С конца восемнадцатого века время как объект познания индивидуума стало предметом экспериментов в области повествования, предпринимаемых писателями, такими как Руссо и Стерн. В середине девятнадцатого века, после Канта и Шопенгауэра, вопрос о существовании и несуществовании времени в его отношении к человеческому сознанию был уже темой ученических сочинений.
Толстому-писателю предстояло сыграть немаловажную роль в продолжавшихся попытках писателей ловить время. Но в юные годы он разрабатывал первые, домашние методы по управлению течением времени при помощи повествования в своем дневнике.

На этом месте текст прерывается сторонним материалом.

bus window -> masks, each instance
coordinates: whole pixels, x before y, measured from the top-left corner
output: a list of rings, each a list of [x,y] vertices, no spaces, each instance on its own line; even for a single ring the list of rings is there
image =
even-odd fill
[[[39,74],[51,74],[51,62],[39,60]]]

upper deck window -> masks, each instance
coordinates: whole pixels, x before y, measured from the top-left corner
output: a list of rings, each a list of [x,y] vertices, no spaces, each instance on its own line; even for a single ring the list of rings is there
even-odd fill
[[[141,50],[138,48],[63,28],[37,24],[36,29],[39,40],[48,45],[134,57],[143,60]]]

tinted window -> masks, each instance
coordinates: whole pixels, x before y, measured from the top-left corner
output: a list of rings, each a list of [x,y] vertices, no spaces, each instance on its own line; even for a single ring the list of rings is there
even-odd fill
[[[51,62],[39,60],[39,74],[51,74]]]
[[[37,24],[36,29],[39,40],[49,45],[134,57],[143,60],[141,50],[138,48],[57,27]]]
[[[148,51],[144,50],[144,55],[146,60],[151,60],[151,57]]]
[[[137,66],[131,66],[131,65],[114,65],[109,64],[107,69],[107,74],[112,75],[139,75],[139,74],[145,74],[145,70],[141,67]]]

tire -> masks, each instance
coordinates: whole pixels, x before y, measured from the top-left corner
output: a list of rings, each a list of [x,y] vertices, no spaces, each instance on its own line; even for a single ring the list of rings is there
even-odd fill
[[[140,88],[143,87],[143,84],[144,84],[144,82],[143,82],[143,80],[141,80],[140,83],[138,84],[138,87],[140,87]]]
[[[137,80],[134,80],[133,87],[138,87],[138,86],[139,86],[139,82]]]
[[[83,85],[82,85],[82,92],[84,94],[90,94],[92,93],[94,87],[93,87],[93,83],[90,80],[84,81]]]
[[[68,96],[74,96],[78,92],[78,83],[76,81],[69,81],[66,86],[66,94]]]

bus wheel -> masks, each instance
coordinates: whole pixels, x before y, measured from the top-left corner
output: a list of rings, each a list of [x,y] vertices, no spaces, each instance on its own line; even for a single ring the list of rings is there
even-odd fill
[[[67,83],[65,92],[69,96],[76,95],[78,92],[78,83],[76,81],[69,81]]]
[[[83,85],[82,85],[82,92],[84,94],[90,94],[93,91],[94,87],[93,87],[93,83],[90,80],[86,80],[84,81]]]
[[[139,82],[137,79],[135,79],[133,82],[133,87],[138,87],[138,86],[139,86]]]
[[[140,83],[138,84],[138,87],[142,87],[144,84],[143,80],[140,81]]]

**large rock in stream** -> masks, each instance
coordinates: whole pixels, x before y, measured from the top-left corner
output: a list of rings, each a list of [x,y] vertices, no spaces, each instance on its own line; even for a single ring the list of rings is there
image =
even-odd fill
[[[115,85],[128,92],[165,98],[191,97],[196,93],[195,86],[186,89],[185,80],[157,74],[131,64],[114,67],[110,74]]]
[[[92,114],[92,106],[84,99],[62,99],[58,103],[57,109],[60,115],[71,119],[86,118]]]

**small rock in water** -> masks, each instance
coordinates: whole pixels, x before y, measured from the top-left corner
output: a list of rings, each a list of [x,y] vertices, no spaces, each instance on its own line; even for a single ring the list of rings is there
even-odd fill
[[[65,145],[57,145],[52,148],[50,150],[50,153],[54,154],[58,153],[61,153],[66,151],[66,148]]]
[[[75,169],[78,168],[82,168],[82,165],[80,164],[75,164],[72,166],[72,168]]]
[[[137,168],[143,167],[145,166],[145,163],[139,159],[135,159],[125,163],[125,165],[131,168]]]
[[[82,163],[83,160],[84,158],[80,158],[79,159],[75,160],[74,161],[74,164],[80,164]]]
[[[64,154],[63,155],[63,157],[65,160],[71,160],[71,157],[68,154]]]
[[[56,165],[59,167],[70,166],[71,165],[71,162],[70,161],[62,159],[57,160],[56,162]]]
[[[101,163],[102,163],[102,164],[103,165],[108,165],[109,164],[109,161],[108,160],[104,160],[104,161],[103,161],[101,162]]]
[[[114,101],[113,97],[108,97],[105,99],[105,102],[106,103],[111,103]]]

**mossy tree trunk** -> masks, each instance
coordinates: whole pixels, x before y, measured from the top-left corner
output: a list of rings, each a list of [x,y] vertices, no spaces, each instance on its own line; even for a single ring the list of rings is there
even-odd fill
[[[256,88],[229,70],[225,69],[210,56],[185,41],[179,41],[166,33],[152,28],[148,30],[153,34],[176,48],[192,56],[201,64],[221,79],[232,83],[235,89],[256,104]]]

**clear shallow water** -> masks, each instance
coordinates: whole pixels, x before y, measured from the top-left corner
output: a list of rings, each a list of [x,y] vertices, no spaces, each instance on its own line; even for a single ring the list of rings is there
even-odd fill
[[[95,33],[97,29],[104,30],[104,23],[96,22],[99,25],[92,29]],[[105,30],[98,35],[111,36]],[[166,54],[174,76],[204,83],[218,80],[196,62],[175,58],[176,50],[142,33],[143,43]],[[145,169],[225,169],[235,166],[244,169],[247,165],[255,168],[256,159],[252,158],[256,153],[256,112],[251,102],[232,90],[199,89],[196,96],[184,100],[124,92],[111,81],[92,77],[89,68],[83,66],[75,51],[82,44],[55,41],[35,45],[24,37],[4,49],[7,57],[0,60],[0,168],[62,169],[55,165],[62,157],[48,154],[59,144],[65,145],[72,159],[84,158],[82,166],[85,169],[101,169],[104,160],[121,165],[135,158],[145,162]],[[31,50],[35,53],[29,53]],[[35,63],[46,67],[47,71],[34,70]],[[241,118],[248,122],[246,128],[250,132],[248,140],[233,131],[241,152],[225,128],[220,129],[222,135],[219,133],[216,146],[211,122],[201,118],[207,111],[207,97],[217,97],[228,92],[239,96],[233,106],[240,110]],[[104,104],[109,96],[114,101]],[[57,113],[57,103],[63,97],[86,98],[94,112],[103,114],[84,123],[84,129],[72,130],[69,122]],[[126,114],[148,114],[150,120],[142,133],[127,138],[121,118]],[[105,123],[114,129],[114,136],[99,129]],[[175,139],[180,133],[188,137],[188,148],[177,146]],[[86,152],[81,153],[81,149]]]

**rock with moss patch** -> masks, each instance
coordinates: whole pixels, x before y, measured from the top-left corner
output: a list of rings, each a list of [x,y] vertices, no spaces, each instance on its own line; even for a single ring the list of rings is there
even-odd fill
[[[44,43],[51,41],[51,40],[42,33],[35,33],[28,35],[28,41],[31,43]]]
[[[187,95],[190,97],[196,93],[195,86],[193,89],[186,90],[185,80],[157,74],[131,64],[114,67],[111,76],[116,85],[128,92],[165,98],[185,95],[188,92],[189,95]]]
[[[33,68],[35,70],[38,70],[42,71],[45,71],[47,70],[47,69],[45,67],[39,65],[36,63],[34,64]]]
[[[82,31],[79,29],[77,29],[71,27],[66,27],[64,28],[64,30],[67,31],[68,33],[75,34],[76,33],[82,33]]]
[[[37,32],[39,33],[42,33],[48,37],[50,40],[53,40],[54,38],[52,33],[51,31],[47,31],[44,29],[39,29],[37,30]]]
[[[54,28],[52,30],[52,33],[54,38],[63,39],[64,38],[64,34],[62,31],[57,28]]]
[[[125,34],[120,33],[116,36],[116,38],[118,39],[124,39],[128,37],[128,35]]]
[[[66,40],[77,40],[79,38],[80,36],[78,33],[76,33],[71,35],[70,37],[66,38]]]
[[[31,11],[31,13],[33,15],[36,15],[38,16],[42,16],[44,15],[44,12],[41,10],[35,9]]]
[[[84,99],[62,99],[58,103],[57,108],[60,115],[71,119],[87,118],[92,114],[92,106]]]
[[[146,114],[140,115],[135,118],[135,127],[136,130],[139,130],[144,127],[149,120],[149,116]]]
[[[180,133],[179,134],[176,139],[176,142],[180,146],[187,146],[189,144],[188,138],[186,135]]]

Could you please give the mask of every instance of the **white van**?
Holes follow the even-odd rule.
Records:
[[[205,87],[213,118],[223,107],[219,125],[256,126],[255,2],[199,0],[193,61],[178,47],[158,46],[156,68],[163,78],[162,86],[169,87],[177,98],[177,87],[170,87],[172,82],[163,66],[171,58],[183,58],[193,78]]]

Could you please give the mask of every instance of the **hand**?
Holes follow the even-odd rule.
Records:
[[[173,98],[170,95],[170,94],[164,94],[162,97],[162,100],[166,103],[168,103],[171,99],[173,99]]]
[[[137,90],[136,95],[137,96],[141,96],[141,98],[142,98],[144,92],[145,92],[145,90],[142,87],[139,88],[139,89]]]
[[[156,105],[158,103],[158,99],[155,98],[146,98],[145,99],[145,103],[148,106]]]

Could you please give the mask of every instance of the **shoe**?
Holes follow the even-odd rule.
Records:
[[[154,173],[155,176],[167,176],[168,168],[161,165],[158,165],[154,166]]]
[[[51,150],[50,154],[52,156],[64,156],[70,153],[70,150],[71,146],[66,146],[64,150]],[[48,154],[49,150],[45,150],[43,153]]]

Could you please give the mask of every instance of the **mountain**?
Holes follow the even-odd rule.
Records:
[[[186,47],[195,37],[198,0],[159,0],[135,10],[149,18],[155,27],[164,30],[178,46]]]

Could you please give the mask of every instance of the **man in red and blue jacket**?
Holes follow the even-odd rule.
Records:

Молодой Толстой едва ли знал Августина. (Много позже, читая Августина, Толстой обратит внимание именно на проблему времени и повествования и хорошо поймет ее богословский потенциал[19].) Но молодой Толстой хорошо знал Руссо, и присутствие Руссо в дневнике вполне ощутимо[20]. Он хорошо знал и Стерна.
Однако можно думать, что главным образом Толстой постигал проблему времени в процессе писания дневника. Зафиксированное в дневниковой записи, прошлое останется с ним, а будущее, запланированное в письменном виде, уже существует. Создавая будущее прошедшее и настоящее будущее, Толстой отчасти успокаивал страх перед бесследно проходящей жизнью. Но в одном пункте его усилия не привели к желаемому результату: ему не удавалось ухватить настоящее.
«История вчерашнего дня» (1851)
В марте 1851 года Толстой взялся за дело, которое он давно уже обдумывал: написать полный отчет об одном прожитом дне – историю вчерашнего дня. Его выбор пришелся на 25 марта: «не потому, чтобы вчерашний день был чем-нибудь замечателен <…>, а потому, что давно хотелось мне рассказать задушевную сторону жизни одного дня. – Бог один знает, сколько разнообразных, занимательных впечатлений и мыслей, которые возбуждают эти впечатления <…> проходит в один день. Ежели бы можно было рассказать их так, чтобы сам бы легко читал себя и другие могли читать меня, как и я сам, вышла бы очень поучительная и занимательная книга, и такая, что недостало бы чернил на свете написать ее и типографщиков напечатать» (1: 279). Это был эксперимент: Толстой знал, что написать такую историю невозможно, и тем не менее он принялся за дело[21].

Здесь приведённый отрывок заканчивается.